The farm we moved on when I was a boy didn't have but just eight or ten acres clear. With eighty acres, I growed up cutting sprouts, and they grow pretty fast.
I've cut wheat with a cradle. We cut and then of an evening, my mother used to bring up our supper. Then we'd shock it about sundown. Back in them days, we didn't work eight hours and quit. We got out at day light and quit at night.
We had some bad times. There was a depression in about '20 and '21, and about '35 and '36. Back during the Depression, times was pretty hard what with a few dry years and all. You had to generally do most anything you could find to do.
That was the time they were cutting all the timber off that the lake covered. Some fellow would get a contract to clear so much land, and whatever his contract was, he wanted to clean it just as fast as he could to get rid of everything that was on it. If you wanted the wood off it, you could haul it off, but you had to have it off in just a little time. Otherwise, it didn't make any difference if it was good logs or what it was, they burnt it to get rid of it.
I worked on the bridge across the Glaize. I started in March and I think it ended up in January. Back then they didn't have the equipment they do now, and a lot of it was just man power. I had a team part of the time. If there was a piece of steel out of place, I hooked a team to it and turned it around. I helped pour the floor on it, too.

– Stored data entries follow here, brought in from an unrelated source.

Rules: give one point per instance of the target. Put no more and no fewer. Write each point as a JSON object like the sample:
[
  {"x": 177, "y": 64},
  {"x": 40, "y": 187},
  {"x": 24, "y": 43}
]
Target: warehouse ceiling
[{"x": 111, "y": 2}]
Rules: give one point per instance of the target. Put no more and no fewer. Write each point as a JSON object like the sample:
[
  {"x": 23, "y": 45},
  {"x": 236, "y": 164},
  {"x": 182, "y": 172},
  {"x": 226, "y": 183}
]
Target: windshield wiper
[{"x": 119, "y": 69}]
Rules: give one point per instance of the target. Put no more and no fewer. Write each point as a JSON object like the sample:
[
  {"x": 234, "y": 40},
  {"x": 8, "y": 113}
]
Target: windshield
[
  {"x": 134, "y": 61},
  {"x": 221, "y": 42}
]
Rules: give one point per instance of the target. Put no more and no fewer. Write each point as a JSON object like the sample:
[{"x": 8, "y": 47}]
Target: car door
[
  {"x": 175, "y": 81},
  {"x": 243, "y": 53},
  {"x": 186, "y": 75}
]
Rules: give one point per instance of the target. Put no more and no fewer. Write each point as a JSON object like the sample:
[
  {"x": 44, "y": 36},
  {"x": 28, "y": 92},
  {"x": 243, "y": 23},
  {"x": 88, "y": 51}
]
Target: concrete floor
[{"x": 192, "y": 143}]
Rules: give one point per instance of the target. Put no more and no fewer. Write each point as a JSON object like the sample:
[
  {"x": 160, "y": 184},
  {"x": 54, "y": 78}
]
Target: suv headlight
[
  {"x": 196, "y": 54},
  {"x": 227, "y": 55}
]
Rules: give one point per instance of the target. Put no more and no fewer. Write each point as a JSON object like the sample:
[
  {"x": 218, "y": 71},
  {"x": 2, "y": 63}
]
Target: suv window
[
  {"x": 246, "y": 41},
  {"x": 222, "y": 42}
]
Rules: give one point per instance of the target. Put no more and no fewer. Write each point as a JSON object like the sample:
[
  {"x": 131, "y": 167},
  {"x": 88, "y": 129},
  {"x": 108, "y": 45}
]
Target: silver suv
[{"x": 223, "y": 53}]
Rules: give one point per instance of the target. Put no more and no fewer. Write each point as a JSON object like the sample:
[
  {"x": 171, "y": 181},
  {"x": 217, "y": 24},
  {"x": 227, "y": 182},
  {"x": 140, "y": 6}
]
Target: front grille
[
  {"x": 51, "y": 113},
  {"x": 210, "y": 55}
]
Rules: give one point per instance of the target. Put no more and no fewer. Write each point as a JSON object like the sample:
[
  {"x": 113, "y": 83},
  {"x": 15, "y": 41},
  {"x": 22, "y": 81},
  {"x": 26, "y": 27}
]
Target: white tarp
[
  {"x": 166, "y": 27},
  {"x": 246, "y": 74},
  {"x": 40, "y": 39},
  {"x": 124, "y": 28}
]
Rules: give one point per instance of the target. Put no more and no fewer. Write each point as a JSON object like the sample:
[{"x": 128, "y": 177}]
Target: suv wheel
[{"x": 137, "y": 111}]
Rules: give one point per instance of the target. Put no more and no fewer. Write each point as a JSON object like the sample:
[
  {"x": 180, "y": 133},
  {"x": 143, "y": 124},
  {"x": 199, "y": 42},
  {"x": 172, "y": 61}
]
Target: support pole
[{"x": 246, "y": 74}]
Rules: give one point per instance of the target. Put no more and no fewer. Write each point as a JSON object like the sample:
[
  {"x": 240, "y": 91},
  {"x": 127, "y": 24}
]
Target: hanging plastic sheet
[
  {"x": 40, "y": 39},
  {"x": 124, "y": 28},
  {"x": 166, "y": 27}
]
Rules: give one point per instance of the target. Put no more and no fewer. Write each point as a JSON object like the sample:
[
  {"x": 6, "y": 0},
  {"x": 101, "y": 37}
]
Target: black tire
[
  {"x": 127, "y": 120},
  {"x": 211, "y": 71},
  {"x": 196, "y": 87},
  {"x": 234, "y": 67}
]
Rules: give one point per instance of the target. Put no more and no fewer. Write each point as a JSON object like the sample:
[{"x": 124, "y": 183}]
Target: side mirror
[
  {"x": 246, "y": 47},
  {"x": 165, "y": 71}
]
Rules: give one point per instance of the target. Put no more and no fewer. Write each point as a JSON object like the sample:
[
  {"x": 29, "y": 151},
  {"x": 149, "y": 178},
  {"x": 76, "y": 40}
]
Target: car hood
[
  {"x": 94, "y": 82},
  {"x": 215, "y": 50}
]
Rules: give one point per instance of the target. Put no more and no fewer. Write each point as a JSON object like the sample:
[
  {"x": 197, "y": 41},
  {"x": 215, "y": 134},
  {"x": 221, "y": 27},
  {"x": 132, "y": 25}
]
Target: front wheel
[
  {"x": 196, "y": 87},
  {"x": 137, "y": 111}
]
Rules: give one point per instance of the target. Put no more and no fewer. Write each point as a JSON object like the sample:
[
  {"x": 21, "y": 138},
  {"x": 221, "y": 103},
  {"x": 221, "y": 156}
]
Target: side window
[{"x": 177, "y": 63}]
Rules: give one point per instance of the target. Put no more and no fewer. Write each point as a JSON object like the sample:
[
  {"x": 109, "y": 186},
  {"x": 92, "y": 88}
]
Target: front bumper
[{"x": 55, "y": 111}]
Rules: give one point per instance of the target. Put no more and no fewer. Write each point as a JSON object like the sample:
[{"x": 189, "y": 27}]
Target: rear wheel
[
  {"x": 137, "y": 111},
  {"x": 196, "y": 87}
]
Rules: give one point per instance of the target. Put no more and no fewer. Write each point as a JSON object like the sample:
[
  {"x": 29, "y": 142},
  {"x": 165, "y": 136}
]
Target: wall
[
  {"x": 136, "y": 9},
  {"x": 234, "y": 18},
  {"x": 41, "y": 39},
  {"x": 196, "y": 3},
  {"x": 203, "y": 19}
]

I've worked on the highway, shoveled gravel, worked in a lumber yard, cut meat and a little of everything. I've done a lot of hard work. Back in them days, we was kind of glad to get a job at most anything.
When we moved to Camdenton, I went to milking cows and delivering milk here in town. We bottled the milk in glass bottles. We got eight cents a quart. We got milkers a little later, but when we first started, we milked about twenty cows at one time by hand.

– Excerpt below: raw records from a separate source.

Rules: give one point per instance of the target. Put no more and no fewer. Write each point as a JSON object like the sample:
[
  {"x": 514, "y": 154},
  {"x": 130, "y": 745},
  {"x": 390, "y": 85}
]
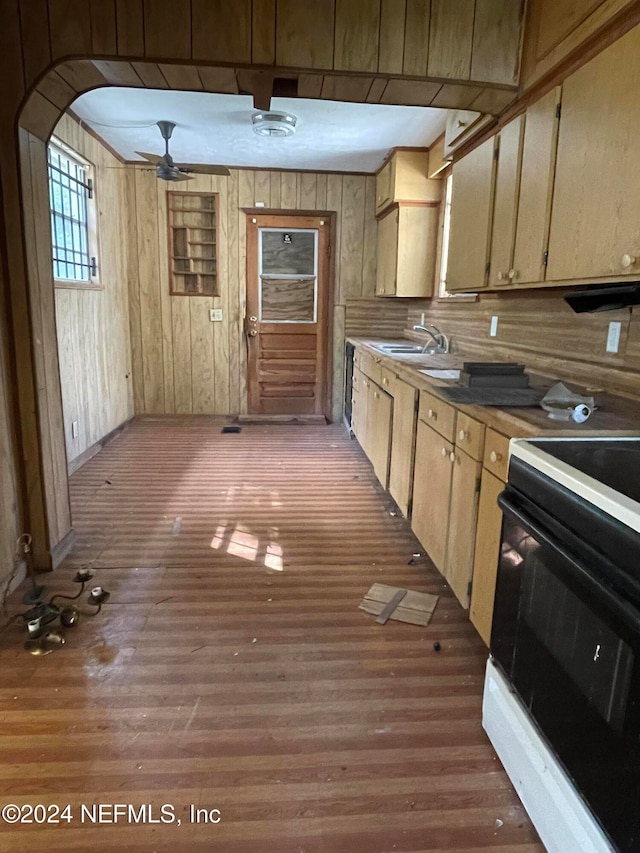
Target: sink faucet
[{"x": 440, "y": 340}]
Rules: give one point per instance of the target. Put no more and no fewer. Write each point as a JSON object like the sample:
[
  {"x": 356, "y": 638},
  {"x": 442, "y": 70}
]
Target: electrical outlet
[{"x": 613, "y": 336}]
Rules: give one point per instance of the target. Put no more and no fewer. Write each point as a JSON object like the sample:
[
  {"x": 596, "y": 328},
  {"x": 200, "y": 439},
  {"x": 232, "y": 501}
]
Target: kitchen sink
[{"x": 398, "y": 348}]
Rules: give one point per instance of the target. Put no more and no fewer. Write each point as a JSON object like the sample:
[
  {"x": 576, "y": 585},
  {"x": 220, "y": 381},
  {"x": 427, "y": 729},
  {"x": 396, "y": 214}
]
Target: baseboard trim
[
  {"x": 281, "y": 419},
  {"x": 63, "y": 548},
  {"x": 92, "y": 451}
]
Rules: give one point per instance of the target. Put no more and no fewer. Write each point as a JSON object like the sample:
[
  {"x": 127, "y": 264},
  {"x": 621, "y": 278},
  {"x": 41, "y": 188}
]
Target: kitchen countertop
[{"x": 614, "y": 415}]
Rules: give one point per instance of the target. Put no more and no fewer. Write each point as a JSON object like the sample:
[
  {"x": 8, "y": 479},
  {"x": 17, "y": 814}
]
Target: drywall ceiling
[{"x": 212, "y": 128}]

They talk about back in the good old days, but back in the good old days was a lot of hard work. If you had to go back to that now, there's not many people that would want to. But I'll tell you one thing. Even today, don't think you are going to get rich quick. There's a lot of hard work ahead, and it depends on what you think and what you decide that you'd rather do.

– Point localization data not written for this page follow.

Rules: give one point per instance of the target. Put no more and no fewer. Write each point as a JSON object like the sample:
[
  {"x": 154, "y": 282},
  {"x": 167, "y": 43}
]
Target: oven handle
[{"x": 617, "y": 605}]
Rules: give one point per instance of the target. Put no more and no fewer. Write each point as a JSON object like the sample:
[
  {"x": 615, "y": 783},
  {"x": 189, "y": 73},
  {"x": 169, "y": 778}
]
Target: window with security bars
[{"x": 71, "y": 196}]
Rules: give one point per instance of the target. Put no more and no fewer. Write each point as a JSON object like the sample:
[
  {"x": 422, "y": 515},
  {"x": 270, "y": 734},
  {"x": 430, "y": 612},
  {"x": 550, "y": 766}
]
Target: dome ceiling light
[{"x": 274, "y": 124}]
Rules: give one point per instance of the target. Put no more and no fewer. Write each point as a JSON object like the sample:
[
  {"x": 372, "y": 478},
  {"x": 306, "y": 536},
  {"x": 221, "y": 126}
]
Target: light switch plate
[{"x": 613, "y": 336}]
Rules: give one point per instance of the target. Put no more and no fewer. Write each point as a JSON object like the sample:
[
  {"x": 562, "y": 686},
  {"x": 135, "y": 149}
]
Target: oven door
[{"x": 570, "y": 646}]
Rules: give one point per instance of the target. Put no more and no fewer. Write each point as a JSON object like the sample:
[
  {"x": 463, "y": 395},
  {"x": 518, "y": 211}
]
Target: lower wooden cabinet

I can remember the first automobile that I saw. It was just part of a thing with a chain drive. Now we see airplanes every day and we've been on the moon. I saw the telephone come in. Now you can sit in your house and see all over the world. I just wonder what the improvements will be the next eighty years.
Of course, when you've got about ninety years to look back over, you've got a lot of things to wonder about, too.